Zigzag Graphene Nanoribbons Band Structure And Absorption Spectra

Since single-layer graphite (graphene) was successfully manufactured in 2004, graphene has excited scientists' wide attention and interest for its unique mechanical, electronic and optical properties. Today, with the rapid development of science and technology, graphene has become a new kind of carbon nano materials, from which graphene nanoribbons (GNRs) are produced. GNRs have a bright future in application. GNRs are materials with only one dimension. The geometry mainly decides electronic structure, so it is of great importance to study the geometry of GNRs.

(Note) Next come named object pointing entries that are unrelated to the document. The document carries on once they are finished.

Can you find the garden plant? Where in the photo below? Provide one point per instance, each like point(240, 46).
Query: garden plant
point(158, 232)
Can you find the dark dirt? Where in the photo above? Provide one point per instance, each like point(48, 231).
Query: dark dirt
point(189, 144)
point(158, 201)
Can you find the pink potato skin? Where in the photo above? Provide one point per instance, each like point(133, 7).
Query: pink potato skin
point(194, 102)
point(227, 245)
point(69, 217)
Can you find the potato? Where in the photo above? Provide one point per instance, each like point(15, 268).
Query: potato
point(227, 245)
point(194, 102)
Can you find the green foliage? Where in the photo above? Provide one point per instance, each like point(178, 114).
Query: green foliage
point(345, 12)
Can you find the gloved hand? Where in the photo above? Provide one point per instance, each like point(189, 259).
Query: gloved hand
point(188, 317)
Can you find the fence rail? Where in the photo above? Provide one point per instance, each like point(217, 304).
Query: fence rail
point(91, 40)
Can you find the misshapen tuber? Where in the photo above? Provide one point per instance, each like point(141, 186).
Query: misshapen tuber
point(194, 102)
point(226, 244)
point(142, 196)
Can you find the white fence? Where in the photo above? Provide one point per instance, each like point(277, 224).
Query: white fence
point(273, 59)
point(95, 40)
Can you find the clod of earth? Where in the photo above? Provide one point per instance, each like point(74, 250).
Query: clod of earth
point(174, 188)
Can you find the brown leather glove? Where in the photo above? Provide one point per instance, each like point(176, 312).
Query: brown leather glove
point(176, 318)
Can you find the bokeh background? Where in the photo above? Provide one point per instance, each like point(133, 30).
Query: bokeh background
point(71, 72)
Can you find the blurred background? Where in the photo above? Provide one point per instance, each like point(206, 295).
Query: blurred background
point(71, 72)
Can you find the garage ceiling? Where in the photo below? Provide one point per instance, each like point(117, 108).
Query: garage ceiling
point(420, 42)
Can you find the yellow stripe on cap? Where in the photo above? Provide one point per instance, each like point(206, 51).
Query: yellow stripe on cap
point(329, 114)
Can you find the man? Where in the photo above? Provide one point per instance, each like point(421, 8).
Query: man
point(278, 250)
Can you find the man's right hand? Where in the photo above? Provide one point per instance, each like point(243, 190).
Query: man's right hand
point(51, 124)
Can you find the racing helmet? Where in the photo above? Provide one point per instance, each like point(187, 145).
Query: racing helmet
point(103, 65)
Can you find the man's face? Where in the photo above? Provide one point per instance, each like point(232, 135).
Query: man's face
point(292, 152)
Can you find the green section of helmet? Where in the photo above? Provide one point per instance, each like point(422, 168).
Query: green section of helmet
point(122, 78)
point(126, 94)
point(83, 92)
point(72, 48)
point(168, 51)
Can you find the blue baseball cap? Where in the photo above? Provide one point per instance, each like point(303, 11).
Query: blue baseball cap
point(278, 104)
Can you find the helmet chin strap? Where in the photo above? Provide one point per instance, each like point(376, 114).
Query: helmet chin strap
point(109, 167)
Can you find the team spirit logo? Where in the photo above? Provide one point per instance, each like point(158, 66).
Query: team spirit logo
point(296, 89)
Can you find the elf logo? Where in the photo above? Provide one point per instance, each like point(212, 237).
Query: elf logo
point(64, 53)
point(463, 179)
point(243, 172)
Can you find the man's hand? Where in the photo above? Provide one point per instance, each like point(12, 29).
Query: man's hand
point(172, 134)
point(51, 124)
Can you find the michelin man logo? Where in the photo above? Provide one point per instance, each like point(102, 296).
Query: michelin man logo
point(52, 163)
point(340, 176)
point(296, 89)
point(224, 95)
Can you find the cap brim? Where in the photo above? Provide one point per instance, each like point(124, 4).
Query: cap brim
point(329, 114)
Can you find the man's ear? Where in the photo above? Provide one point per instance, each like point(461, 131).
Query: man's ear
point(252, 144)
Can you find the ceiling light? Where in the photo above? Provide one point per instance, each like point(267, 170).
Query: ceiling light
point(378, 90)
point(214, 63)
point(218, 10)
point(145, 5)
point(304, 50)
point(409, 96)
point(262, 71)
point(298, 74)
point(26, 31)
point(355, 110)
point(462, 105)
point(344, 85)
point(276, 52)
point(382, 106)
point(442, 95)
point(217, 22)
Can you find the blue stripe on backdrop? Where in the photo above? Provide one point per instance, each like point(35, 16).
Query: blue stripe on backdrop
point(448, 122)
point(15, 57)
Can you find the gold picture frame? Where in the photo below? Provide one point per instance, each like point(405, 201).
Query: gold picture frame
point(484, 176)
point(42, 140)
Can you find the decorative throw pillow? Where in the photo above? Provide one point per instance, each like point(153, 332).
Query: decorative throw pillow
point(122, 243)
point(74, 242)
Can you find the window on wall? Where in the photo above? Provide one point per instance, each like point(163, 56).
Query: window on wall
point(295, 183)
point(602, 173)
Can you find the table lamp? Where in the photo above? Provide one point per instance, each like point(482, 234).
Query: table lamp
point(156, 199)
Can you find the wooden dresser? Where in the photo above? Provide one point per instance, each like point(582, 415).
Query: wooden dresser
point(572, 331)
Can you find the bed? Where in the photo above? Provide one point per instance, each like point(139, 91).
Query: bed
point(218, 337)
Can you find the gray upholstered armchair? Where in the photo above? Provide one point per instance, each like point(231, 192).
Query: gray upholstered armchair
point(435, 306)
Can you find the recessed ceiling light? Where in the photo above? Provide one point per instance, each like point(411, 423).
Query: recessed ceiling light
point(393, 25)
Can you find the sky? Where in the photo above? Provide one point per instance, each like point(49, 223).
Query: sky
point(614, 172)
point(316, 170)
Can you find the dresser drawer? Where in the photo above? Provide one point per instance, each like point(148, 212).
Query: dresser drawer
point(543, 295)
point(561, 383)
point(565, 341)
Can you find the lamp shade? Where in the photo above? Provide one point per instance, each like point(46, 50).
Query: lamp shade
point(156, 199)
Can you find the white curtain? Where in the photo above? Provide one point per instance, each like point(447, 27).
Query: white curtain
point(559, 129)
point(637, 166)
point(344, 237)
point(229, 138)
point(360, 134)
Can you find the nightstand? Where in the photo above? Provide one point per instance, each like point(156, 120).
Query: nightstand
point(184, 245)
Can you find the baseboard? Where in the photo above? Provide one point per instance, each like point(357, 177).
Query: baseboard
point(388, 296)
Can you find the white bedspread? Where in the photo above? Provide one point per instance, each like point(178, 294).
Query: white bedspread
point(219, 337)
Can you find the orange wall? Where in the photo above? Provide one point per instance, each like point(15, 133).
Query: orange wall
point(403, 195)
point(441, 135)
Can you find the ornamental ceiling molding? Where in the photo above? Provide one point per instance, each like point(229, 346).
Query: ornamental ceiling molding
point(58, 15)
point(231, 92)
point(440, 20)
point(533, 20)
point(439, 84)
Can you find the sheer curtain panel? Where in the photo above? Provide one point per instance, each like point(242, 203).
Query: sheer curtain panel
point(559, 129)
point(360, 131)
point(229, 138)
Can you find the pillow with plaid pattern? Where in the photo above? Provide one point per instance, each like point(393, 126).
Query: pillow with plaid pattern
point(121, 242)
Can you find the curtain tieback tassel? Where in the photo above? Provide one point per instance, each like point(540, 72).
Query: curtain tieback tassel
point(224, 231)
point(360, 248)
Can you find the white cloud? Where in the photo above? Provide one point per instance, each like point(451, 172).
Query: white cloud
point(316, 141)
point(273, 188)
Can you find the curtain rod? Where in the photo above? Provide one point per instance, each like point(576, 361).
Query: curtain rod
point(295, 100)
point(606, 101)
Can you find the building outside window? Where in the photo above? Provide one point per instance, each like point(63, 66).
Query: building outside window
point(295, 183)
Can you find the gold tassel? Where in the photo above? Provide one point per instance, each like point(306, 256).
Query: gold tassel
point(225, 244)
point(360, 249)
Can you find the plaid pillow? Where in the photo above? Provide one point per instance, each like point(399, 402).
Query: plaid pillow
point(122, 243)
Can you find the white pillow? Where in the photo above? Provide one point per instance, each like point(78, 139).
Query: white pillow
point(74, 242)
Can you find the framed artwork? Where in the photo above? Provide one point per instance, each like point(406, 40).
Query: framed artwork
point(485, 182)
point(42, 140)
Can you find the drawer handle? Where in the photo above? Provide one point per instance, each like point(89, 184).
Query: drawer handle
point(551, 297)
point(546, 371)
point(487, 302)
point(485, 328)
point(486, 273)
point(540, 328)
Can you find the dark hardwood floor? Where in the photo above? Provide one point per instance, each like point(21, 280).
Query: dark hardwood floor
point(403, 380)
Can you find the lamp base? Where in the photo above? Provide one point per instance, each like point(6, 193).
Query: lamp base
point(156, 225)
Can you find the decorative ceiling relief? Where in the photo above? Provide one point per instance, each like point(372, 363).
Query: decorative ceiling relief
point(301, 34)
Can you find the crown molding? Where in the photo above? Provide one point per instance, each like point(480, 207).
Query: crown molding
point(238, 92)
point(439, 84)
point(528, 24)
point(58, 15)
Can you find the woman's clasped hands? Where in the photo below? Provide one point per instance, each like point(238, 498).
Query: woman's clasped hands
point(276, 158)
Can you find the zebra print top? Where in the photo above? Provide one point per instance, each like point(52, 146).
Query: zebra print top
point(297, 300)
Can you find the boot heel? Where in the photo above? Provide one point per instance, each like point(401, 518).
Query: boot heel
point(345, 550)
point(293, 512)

According to its' different edges, ZGNRs are mainly clas-sified to zigzag graphene nanoribbons (ZGNRs) with zigzag edges and armchair graphene nanoribbos (AGNRs) with armchair edges.Based on the tight-binding model, in ZGNRs the influence of boundary structure on the band structure, specially the electrons of the valence and conductor bands near the Fermi level, are studied in detailed. We construct the band structure and distribution of electrons on different atoms in. a unit cell on the valence band near the Fermi level of ZGNRs with seven reasonable boundary structures. We find that NN-ZGNRs with no dangling atoms at both two edges, DN-ZGNRs with dangling atoms only at one edge, SPP-ZGNRs and ASPP-ZGNRs with pentagons at both two edges are metallic. DD-ZGNRs with dangling atoms at both two edges, PN-ZGNRs with the defective structure of pentagons at one edge and no dangling atoms at the other edge, PD-ZGNRs with pentagons at one edge and dangling atoms at the other edge are semiconducting, and the energy gap is inversely proportional to the width of nanoribbons. But for DD-ZGNRs and PD-ZGNRs, the energy gap quickly reduces to zero with the increasing of width; for PN-ZGNRs, the energy gap decreases in index to a limited number of 0.154eV. It's found that different boundary structures have different effect on the distribution of electrons on the valence band near the Fermi level. And the probability of electrons on the valence band near the Fermi level on the atoms of two edges of nanoribbons is relatively large. Furthermore, the optical properties of ZGNRs are studied. We calculate the absorption optical spectrum with the gradient approximation and demonstrate the main electronic excitations and changes of distribution of electrons before and after excitations. We find that the optical spectrum has connection with both velocity matrix element and joint density of states (JDOS).